Entrevista

Jornada feminina gira em torno de 54 horas semanais

Economista e pesquisadora do Dieese/RS aborda as opressões e também principais conquistas feministas no mundo do trabalho

Imprensa SMetal
Divulgação
Cristina Vieceli é economista e pesquisadora do Dieese/RS. Ela traz dados sobre as desigualdades do mundo do trabalho sob a ótica feminista

Cristina Vieceli é economista e pesquisadora do Dieese/RS. Ela traz dados sobre as desigualdades do mundo do trabalho sob a ótica feminista

No mês das mulheres o site do SMetal trará uma série de entrevistas e reportagens sobre os desafios das mulheres frente aos recortes da sociedade, marcados por desigualdades, relações de opressão e exploração, além de normas culturais preconceituosas.

Nesta quinta-feira, dia 1, a entrevistada é a economista do Dieese do Rio Grande do Sul (RS), Cristina Pereira Vieceli, uma das autoras do livro “Emprego doméstico no Brasil: raízes históricas, trajetórias e regulamentação” (LTr).

Ela traz dados sobre segregação do mercado de trabalho, avanços com a Lei de 2015 sobre emprego doméstico, as conquistas feministas a partir dos anos 2000, os problemas decorrentes da diminuição da presença do Estado, entre outros dados importantes.

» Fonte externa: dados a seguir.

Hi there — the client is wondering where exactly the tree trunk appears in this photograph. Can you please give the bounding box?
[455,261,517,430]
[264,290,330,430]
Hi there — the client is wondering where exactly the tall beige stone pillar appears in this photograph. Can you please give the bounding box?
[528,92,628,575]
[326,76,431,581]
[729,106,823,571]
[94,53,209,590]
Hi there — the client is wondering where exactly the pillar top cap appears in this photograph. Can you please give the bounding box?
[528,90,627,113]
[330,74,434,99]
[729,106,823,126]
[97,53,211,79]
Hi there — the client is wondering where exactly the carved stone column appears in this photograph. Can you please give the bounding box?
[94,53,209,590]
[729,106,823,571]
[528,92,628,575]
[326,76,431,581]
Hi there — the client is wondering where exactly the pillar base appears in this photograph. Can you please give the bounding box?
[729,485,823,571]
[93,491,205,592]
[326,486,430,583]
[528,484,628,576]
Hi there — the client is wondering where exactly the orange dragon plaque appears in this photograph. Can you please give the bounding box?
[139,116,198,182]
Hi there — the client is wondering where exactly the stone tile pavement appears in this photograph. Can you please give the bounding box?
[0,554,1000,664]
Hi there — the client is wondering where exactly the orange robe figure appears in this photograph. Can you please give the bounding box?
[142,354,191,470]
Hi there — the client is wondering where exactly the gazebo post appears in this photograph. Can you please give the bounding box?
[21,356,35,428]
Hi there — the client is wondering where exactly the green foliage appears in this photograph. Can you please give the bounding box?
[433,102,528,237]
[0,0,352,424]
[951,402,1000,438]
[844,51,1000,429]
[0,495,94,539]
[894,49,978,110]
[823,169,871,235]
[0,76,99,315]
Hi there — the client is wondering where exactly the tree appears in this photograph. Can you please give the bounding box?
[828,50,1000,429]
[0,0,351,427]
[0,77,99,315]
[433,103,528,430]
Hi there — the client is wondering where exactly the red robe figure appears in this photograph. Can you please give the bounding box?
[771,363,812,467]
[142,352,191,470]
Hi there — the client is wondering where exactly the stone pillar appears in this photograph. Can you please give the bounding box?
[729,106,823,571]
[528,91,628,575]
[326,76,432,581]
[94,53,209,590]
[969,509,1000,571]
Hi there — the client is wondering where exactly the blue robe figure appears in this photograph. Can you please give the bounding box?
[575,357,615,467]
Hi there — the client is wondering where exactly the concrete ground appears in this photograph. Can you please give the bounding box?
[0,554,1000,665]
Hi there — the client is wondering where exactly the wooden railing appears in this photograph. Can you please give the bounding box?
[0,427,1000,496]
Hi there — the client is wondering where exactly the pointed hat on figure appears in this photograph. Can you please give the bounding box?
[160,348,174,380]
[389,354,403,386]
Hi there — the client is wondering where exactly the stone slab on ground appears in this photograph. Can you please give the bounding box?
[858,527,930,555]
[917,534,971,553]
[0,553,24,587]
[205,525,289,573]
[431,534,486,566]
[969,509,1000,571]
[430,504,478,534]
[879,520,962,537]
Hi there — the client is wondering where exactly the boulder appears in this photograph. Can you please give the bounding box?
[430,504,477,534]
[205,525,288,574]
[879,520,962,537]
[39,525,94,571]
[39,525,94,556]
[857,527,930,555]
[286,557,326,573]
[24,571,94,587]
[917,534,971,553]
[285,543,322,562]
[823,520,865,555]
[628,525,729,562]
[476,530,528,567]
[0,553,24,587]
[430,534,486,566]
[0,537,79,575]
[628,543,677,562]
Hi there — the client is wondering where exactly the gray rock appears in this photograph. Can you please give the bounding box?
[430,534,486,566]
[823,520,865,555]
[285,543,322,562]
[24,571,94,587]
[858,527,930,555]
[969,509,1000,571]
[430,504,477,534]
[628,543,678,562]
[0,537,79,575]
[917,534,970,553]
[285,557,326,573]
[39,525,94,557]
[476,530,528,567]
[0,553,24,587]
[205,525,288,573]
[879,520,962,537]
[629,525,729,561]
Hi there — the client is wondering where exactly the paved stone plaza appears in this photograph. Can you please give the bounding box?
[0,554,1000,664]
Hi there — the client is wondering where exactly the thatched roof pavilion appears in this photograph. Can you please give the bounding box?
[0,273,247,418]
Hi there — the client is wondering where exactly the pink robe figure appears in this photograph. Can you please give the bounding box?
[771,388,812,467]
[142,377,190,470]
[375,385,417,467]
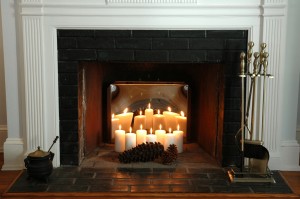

É comum ouvir que as mulheres entraram no mercado há pouco tempo. Mas antes as mulheres não contribuíam com a economia do Brasil?

Cristina Vieceli: As mulheres sempre contribuíram com a economia do Brasil, estando dentro ou fora do mercado de trabalho formal. Os afazeres domésticos não remunerados e as atividades voltadas para os cuidados de pessoas, que compreendem os trabalhos reprodutivos são historicamente exercidos principalmente por mulheres. Essa relação se perpetua até hoje, a última pesquisa realizada pela PNAD sobre os afazeres domésticos indica que elas dedicaram em 2016, em média, 20,9 horas semanais às atividades de cuidados de pessoas e/ou afazeres domésticos, quase o dobro da média masculina, de 11,1 horas semanais.

Somadas as atividades voltadas para o mercado de trabalho com os afazeres domésticos e de cuidados, a jornada feminina total gira em torno de 54 horas semanais, enquanto a masculina totaliza 51,5 horas. Ou seja, temos menos tempo para dedicarmos às atividades de lazer e cuidados pessoais.

Quais são as principais desigualdades que atingem as mulheres no mercado de trabalho?

O mercado de trabalho é caracterizado pela segregação horizontal, ou seja, define-se quais são as atividades masculinas e femininas, e vertical, que é a desvalorização dos trabalhos femininos, em termos de remuneração e oportunidades de ascensão à cargos de liderança.

Dessa forma, verificamos que as mulheres estão mais inseridas em atividades de baixa remuneração e menor proteção social, como o emprego doméstico, em setores específicos, como nas atividades de serviços.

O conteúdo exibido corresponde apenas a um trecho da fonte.